Simple Score-Based Re-Ranking

Combine multiple signals without an LLM:

interface ScoredResult extends SearchResult {
  semanticScore: number;
  recencyScore: number;
  popularityScore: number;
  combinedScore: number;
}

function rerank(
  results: SearchResult[],
  weights: { semantic: number; recency: number; popularity: number }
): SearchResult[] {
  const now = Date.now();

  const scored: ScoredResult[] = results.map(r => {
    // Recency: exponential decay over 90 days
    const ageMs = now - new Date(r.updatedAt).getTime();
    const ageDays = ageMs / (1000 * 60 * 60 * 24);
    const recencyScore = Math.exp(-ageDays / 90);

    // Popularity: normalize views to 0-1
    const popularityScore = Math.min(r.viewCount / 1000, 1);

    const combinedScore =
      r.similarity * weights.semantic +
      recencyScore * weights.recency +
      popularityScore * weights.popularity;

    return { ...r, semanticScore: r.similarity, recencyScore, popularityScore, combinedScore };
  });

  return scored.sort((a, b) => b.combinedScore - a.combinedScore);
}

Measuring Retrieval Quality

Key Metrics

Precision@K: Of the K documents retrieved, how many are relevant?
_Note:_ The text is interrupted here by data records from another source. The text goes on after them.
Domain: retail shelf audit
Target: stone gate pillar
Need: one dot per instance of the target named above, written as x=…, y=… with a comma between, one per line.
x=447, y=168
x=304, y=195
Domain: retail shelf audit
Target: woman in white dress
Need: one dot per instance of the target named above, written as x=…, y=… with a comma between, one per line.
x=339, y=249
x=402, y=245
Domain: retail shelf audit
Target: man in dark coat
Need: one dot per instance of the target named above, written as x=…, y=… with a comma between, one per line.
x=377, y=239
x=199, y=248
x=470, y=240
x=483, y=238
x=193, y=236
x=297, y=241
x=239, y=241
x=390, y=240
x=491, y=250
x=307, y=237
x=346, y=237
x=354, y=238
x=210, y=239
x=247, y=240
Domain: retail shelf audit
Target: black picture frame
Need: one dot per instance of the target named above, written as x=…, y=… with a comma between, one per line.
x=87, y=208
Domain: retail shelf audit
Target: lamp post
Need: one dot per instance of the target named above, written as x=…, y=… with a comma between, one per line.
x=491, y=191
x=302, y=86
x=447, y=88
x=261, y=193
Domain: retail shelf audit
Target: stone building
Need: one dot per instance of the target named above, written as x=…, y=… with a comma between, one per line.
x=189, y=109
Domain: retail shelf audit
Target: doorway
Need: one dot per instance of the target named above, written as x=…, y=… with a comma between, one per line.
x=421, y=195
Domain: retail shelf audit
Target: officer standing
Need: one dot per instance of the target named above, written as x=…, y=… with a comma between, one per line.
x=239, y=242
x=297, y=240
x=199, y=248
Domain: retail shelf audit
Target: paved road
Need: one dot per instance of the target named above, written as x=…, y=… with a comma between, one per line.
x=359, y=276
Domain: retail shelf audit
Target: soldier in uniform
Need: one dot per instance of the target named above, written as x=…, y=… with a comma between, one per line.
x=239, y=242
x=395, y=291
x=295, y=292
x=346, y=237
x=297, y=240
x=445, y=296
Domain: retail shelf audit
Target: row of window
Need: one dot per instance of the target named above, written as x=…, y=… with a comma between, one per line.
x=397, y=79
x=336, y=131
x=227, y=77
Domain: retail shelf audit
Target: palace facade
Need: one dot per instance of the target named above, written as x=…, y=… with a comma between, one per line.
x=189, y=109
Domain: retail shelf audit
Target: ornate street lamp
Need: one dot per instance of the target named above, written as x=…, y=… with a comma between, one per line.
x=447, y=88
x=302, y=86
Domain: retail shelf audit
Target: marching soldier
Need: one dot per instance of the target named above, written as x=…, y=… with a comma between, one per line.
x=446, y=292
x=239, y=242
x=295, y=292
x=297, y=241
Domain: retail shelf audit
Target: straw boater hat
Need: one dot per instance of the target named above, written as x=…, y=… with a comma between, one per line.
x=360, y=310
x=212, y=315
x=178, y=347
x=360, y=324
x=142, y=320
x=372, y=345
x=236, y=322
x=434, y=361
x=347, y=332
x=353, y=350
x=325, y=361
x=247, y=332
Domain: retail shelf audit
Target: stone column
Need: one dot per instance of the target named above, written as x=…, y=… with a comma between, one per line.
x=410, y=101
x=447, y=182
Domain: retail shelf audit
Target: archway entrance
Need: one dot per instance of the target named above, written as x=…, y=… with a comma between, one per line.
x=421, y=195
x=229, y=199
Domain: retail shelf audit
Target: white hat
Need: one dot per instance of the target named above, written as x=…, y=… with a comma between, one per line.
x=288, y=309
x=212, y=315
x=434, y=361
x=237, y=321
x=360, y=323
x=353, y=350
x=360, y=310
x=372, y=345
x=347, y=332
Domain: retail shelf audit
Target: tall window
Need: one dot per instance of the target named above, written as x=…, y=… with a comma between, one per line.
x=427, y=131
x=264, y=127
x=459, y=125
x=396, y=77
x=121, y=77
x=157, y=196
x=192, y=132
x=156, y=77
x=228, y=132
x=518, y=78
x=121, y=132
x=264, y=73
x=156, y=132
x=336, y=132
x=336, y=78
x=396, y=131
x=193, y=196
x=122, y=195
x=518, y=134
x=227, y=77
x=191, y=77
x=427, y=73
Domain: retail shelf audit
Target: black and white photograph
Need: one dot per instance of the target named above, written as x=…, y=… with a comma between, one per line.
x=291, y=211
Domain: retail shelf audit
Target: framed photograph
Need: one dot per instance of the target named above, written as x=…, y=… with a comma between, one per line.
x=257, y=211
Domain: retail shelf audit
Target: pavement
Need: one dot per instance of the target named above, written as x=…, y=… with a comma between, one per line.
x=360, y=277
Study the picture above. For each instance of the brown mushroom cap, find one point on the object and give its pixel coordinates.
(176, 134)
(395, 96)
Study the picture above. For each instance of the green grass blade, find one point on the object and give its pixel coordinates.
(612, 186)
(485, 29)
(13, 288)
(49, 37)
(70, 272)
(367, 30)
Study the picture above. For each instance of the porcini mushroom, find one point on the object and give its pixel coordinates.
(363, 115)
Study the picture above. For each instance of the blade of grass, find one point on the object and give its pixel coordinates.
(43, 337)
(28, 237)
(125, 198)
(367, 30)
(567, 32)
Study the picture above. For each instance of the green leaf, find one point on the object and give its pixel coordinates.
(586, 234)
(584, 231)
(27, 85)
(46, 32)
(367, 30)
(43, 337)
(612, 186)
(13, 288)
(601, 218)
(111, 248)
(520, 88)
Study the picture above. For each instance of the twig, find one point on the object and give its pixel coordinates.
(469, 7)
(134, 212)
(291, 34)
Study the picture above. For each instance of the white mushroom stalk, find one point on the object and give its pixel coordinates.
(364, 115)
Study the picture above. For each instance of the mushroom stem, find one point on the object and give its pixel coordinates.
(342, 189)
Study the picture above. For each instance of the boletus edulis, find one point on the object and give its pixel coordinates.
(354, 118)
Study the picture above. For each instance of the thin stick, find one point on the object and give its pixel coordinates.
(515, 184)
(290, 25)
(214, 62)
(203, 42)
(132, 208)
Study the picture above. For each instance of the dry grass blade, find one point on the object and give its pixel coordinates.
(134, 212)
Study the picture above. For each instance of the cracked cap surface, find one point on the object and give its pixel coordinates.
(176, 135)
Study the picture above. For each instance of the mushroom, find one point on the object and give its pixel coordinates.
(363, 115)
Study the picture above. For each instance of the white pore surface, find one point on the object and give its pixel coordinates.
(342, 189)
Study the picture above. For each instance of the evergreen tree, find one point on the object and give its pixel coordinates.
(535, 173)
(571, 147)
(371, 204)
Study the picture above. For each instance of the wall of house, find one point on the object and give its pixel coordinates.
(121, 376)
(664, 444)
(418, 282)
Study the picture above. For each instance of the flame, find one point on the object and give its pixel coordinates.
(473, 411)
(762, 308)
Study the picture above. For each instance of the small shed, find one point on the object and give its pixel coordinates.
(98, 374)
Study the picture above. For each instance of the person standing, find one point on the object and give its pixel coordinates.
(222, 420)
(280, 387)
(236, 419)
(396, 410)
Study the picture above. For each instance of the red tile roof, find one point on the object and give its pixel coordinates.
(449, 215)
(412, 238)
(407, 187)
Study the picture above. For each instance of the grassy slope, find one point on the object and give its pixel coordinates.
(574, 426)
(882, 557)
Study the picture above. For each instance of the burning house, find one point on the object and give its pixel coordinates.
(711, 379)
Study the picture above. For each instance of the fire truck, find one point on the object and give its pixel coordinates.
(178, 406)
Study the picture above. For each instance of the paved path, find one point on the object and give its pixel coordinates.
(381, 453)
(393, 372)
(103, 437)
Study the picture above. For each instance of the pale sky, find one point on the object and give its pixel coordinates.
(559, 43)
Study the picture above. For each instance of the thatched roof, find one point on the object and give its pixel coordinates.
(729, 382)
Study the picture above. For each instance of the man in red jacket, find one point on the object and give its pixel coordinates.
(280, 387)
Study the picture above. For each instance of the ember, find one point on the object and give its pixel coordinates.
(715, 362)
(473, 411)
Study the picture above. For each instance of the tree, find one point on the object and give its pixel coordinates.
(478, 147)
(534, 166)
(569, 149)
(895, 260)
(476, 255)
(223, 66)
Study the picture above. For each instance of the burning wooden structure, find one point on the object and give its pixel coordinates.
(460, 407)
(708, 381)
function precisionAtK(retrieved: string[], relevant: string[], k: number): number {
  const topK = retrieved.slice(0, k);
  const relevantInTopK = topK.filter(id => relevant.includes(id)).length;
  return relevantInTopK / k;
}

Recall@K: Of all relevant documents, how many did we retrieve in the top K?

function recallAtK(retrieved: string[], relevant: string[], k: number): number {
  const topK = retrieved.slice(0, k);
  const relevantInTopK = topK.filter(id => relevant.includes(id)).length;
  return relevantInTopK / relevant.length;
}

Mean Reciprocal Rank (MRR): How high is the first relevant result?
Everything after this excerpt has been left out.